Each time this sense comes up, it’s like a background, low-level static itchiness from the inside out that is separate from how I experience mental anxiety. Like an inability to fully be at home where my home is, and like I should consider escaping. Intellectually, I have connected this to four years of wearing a stiff, plastic back brace in high school, because every time I meditate on it to seek an answer, the “dis-comfort” is felt around the torso.
Emotionally, it has impacted my life in similar ways to people who have experienced far more severe body trauma or abusive childhoods. (Since I experienced neither but have been drawn to people who have, this has confounded my quest to heal myself and constantly wonder why? how?). This body sense has recurred for 3-1/2 decades and I believe now in hindsight may be a root of many actions I took – moving 30 times in a decade, difficulty with intimate relationships, and confining my life’s work to a desk chair, to name a few. I began to wonder whether physical confinement coinciding with brain development during teen years left me with a sense of a “phantom” experience of my own core body, as people with prosthetic limbs describe for a limb that is not there.
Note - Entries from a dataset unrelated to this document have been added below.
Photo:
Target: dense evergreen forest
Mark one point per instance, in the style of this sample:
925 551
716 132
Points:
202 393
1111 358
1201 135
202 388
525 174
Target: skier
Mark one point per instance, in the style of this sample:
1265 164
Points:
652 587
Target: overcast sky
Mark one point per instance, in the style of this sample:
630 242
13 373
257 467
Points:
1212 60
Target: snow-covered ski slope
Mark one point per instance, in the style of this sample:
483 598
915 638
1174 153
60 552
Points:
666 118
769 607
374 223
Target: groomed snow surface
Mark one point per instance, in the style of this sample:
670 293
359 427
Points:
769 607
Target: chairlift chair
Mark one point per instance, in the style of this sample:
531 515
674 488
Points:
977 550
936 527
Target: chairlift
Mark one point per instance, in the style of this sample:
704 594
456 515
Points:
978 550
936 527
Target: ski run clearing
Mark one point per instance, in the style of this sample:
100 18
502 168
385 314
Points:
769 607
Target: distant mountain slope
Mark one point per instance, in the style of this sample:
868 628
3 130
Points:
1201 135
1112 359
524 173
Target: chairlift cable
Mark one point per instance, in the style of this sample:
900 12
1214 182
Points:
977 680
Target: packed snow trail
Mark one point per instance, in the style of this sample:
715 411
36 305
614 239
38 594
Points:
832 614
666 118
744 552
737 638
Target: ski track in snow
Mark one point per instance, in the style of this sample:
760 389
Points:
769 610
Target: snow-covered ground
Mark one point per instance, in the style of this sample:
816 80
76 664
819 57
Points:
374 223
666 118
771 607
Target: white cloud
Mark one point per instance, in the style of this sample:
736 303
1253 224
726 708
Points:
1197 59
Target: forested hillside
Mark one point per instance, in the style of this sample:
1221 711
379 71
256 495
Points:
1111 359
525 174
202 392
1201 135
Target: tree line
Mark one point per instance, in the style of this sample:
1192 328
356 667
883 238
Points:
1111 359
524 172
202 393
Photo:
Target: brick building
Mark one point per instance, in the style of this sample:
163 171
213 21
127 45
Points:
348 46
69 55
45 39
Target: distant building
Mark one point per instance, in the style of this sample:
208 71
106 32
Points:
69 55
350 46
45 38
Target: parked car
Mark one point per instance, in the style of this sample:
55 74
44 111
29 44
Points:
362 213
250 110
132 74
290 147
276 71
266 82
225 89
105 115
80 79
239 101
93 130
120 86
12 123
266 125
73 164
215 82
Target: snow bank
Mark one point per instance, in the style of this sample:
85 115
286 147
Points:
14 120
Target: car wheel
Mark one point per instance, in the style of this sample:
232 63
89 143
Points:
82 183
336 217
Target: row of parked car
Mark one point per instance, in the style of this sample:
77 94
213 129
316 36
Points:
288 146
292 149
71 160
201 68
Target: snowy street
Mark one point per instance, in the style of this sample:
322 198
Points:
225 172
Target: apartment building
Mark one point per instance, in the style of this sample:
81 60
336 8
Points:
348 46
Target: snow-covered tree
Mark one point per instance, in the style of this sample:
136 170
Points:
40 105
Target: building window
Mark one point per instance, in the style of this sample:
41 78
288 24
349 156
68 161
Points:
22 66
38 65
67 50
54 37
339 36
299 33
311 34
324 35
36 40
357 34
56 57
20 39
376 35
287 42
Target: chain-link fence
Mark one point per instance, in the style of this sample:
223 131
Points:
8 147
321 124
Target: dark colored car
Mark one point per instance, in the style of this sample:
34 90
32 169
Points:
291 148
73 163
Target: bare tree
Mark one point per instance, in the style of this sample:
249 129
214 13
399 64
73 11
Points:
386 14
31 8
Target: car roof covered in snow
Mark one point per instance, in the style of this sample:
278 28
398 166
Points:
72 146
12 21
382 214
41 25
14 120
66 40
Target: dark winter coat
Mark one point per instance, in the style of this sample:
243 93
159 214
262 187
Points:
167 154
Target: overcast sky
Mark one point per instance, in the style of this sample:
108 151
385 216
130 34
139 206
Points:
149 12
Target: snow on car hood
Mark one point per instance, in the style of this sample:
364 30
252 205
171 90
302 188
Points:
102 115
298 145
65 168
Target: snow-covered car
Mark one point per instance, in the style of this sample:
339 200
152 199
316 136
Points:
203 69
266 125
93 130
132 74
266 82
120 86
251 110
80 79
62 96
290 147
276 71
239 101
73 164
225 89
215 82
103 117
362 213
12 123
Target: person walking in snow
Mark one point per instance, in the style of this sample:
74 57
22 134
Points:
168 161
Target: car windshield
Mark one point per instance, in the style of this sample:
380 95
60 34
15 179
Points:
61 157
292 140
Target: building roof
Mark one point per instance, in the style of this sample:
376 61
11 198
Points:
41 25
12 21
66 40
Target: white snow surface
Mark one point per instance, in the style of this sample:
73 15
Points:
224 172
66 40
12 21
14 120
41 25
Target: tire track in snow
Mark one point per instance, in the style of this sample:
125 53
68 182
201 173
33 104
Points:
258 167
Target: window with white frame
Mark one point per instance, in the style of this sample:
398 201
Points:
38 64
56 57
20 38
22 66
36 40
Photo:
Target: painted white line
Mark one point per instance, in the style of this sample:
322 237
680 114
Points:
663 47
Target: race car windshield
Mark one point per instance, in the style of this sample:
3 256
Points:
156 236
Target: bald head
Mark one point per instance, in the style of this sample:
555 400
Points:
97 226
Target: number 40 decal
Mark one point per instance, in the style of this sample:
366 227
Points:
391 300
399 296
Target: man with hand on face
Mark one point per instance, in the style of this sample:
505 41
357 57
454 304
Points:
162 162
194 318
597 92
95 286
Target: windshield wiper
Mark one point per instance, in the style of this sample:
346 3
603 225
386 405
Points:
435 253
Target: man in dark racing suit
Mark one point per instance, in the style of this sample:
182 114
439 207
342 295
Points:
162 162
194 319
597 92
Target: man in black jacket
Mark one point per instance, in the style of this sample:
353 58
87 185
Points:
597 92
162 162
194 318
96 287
During my Compassion Diet this month, I worked with replacing judgments about body with compassion statements about acceptance. And I recorded a guided meditation for myself that spontaneously arose where a thin wire of golden light emanates from the base of the spine (some will immediately recognize this as the root chakra) and winds itself around my torso up to my shoulders like a cocoon. The light has tensile strength of spider thread, and it is just as flexible, free flowing. It feels like a cocoon of safety and nourishment. When I feel into that meditation, it is healing, and I suspect a similar type of visualization might be healing for anyone with any area of body discomfort.
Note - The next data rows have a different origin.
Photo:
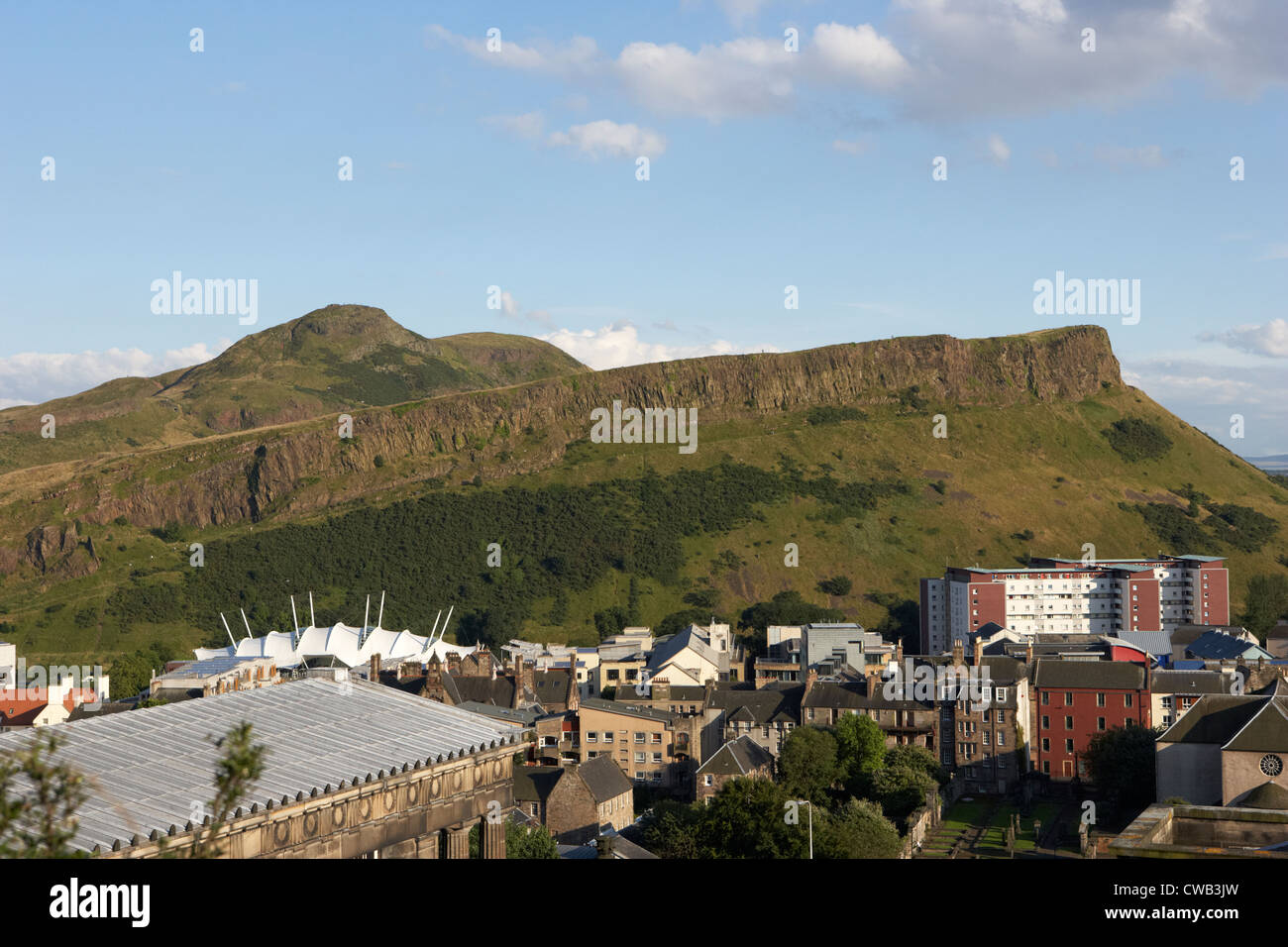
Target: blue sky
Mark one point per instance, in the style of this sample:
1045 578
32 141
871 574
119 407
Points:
768 167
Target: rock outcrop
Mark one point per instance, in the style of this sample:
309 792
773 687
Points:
528 427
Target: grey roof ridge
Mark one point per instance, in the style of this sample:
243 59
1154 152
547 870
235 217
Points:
1248 722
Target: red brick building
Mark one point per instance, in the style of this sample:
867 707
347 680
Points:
1068 595
1076 699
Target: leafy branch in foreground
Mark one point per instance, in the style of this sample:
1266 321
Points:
40 823
240 767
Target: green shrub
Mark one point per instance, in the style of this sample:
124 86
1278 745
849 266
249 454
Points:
1137 440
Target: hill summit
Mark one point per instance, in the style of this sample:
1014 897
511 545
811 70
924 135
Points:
334 359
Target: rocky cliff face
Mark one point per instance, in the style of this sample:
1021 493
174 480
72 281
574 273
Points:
528 427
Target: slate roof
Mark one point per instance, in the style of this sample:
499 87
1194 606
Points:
147 766
1189 682
737 758
1267 795
1215 719
759 706
1153 642
1109 676
552 686
533 784
604 779
1003 669
690 638
627 709
1219 644
524 718
1265 732
464 688
206 668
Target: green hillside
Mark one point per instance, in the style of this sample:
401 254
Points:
335 359
864 491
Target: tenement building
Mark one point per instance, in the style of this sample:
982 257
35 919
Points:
1104 596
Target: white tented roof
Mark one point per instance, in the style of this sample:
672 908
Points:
349 646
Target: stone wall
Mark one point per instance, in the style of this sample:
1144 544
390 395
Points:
397 814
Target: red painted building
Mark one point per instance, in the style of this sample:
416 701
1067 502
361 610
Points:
1072 596
1076 699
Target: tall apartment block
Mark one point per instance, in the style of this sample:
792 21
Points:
1069 595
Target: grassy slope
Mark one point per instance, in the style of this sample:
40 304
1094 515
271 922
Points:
1000 470
333 360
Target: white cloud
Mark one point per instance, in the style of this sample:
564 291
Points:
619 344
999 151
1207 394
579 55
606 138
31 377
745 76
858 53
1270 339
938 59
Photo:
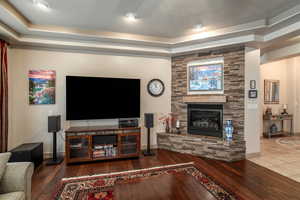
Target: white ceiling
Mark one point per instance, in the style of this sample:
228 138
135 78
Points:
159 18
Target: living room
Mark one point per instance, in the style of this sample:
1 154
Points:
140 100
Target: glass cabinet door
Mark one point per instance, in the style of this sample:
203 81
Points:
78 147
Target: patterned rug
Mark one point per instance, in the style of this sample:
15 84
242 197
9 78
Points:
101 187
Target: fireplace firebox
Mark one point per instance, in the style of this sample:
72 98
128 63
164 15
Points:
205 119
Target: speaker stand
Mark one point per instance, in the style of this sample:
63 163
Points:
148 152
55 159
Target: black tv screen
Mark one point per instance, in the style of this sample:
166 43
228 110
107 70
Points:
102 98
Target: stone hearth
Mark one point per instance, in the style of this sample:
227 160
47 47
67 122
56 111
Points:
232 101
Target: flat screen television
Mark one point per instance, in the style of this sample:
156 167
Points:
102 98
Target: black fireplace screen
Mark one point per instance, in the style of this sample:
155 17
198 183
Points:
205 120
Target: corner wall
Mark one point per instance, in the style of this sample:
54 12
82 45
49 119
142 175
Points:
288 72
28 123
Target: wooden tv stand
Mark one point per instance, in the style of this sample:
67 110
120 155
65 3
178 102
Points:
94 143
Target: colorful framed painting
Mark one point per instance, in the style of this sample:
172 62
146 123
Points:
41 87
206 77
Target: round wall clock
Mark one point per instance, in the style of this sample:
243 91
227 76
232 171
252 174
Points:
156 87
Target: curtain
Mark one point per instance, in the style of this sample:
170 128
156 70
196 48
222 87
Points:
3 97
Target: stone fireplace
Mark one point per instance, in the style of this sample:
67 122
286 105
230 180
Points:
202 116
205 119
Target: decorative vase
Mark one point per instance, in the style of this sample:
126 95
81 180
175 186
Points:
229 129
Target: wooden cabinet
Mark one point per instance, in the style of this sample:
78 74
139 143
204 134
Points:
101 143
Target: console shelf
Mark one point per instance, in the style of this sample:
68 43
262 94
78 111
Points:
111 142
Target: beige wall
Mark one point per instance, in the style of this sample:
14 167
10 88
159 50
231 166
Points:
29 123
288 72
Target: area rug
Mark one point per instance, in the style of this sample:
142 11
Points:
290 142
101 187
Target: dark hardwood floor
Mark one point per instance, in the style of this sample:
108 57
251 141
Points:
247 179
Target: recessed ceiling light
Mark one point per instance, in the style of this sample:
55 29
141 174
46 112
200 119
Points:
41 4
131 17
198 27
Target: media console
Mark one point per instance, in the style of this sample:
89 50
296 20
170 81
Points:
94 143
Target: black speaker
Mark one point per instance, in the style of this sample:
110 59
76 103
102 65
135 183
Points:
54 124
149 120
148 124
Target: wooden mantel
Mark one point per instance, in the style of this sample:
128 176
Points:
205 99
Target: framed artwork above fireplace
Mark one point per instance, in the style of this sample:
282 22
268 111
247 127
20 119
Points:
206 76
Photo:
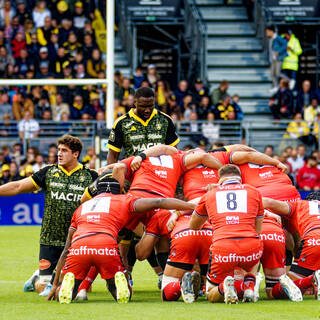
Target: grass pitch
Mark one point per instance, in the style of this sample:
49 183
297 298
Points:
19 256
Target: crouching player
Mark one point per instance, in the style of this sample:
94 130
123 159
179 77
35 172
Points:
236 212
304 216
186 247
92 240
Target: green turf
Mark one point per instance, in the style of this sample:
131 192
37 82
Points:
19 255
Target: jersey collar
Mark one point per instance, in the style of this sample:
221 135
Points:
144 123
69 173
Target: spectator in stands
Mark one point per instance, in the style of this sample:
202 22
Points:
95 64
198 91
21 105
39 163
7 12
125 89
222 110
295 162
28 127
42 106
290 64
5 60
23 12
281 104
137 78
269 150
308 177
311 112
235 103
204 108
59 108
277 52
23 64
39 13
210 130
5 106
181 92
304 96
219 92
152 75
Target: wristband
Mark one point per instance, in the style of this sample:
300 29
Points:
142 155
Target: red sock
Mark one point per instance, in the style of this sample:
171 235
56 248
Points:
86 283
171 292
304 284
278 292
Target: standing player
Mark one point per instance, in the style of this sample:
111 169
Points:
63 185
92 239
141 128
235 211
304 216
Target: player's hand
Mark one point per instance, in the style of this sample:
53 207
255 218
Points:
172 221
211 186
136 162
282 167
52 293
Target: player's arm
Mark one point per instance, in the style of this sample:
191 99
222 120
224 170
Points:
147 204
193 160
60 265
257 158
16 187
154 151
279 207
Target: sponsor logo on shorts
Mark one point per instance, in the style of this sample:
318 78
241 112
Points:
44 264
188 233
233 257
84 250
313 242
272 237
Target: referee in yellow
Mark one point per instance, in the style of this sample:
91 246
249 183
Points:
141 128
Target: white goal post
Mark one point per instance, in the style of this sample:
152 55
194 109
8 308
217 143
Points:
80 82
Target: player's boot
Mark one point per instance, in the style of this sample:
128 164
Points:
290 288
66 290
123 292
230 293
46 290
29 284
187 288
259 279
316 284
82 295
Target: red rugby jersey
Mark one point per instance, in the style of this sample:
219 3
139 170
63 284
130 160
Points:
232 210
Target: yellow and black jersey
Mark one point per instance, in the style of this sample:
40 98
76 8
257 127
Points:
136 135
63 192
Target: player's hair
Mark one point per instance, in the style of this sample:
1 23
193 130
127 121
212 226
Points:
229 170
144 92
74 143
313 196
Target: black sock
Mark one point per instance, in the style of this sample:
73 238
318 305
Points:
162 258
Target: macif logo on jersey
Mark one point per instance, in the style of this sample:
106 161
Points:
66 197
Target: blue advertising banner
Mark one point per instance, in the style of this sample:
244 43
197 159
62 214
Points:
22 210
During a month focused on nourishing the body with optimized nutrition, mental and spiritual tools, I encountered the helpful book, In Touch, below at precisely the right moment. I highly recommend it to anyone who struggles with a chronic disconnect or discomfort in their own skin. I love how the practices throughout each chapter are called “experiments,” and the personal stories of both author and clients are powerful lessons for a wide range of experiences.
To be honest, I have not completely finished the book yet, but one teaching I find especially helpful is “Four Stages of Groundedness: No ground (I am not in my body), foreground (I am in my body), background (my body is in me), and homeground (everything is my body).” (page 110). This has helped me have greater appreciation for when my awareness is flipping between any of these states.
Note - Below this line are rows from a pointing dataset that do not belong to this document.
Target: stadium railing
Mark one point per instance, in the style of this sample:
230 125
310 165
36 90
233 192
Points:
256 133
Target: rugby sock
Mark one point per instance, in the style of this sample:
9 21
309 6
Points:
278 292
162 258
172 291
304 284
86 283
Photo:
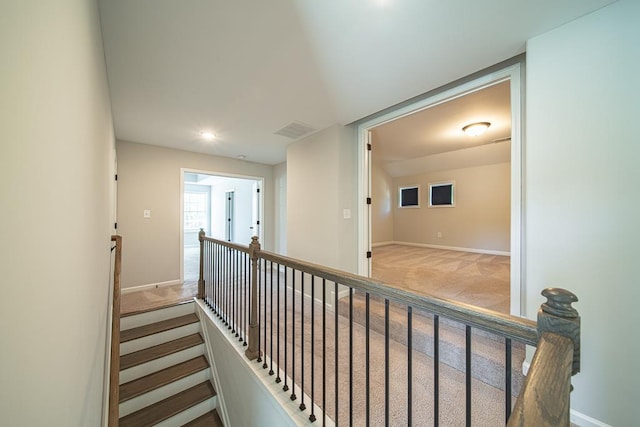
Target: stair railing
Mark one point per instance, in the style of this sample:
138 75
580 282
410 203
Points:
114 370
273 304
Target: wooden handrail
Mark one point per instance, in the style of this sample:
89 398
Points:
516 328
114 373
544 399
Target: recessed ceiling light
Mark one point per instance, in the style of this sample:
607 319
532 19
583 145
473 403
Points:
476 129
207 136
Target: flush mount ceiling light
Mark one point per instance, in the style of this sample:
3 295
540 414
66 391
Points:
207 136
476 129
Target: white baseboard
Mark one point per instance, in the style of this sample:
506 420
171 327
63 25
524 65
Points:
583 420
150 286
453 248
375 245
576 417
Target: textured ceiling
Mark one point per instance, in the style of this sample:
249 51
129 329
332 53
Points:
246 69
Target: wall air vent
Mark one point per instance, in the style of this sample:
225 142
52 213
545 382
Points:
295 130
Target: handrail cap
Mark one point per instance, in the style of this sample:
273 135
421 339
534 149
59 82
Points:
559 302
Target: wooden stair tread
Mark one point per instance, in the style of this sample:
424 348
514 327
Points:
169 407
158 379
139 357
210 419
154 328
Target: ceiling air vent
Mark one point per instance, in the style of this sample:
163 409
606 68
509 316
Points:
295 130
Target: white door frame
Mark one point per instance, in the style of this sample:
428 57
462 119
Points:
259 179
511 73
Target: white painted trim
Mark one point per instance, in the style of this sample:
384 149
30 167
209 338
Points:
261 377
454 248
512 73
150 286
221 406
261 186
576 417
584 420
375 245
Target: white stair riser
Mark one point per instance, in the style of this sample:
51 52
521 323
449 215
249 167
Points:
159 338
160 363
129 322
163 392
190 414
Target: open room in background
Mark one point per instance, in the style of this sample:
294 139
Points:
225 207
465 247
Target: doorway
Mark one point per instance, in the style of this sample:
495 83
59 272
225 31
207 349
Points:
226 207
509 76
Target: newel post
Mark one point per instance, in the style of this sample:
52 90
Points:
201 271
253 351
559 317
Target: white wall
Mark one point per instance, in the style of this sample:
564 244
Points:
149 178
321 183
480 220
280 207
582 205
243 202
56 188
382 207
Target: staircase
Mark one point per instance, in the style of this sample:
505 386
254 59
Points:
165 378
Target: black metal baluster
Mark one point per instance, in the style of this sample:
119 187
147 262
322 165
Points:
366 361
264 323
259 359
218 284
312 417
236 320
226 288
278 379
468 373
302 405
409 364
335 312
507 381
241 297
271 319
247 296
286 309
324 352
234 325
293 336
350 356
386 362
436 370
229 309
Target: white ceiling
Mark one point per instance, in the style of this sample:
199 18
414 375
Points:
245 69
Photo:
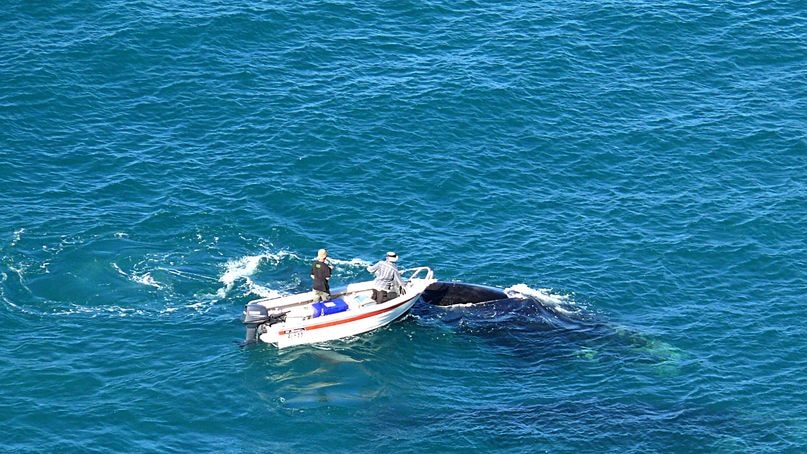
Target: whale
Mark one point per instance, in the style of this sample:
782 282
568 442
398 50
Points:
451 293
533 328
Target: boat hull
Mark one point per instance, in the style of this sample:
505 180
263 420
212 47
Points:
297 319
349 323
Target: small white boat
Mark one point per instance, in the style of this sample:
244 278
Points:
297 319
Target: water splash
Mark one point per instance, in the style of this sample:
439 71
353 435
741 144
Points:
245 267
558 302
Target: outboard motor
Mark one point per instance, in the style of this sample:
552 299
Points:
255 315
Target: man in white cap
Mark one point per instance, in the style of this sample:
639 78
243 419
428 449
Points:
387 278
321 275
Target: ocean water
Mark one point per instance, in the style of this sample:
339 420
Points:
637 167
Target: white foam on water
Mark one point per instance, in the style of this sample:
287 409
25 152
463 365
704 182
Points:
146 279
140 278
262 291
244 267
561 303
16 237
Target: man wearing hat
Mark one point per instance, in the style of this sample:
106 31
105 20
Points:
321 274
387 278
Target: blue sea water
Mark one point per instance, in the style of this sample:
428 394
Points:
638 167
A fantastic film I “accidentally” discovered with many favorite teachers (even the ladybug makes an appearance), and it dovetails my work of learning ease in the body. The documentary provided a revelation about the paid work I do when I watched Marina Abramovic‘s stunning exhibition of “presence” at MOMA. I recognized for the first time a clue about my sacred purpose in 25 years of transcribing people’s spoken word. Rather than not being the purpose I would have chosen for myself or somehow a less than desirable profession, it is in fact sacred because I listen with 100% presence, experiencing emotions of speakers while capturing their words. I have sat nearly motionless 8-10 hours at a time in a chair keyboarding daily for 25 years and have been spared physical injury of repetitive syndrome. That feels like a near miracle or supported by the sacred. Anyway, enjoy the film if you can on Netflix.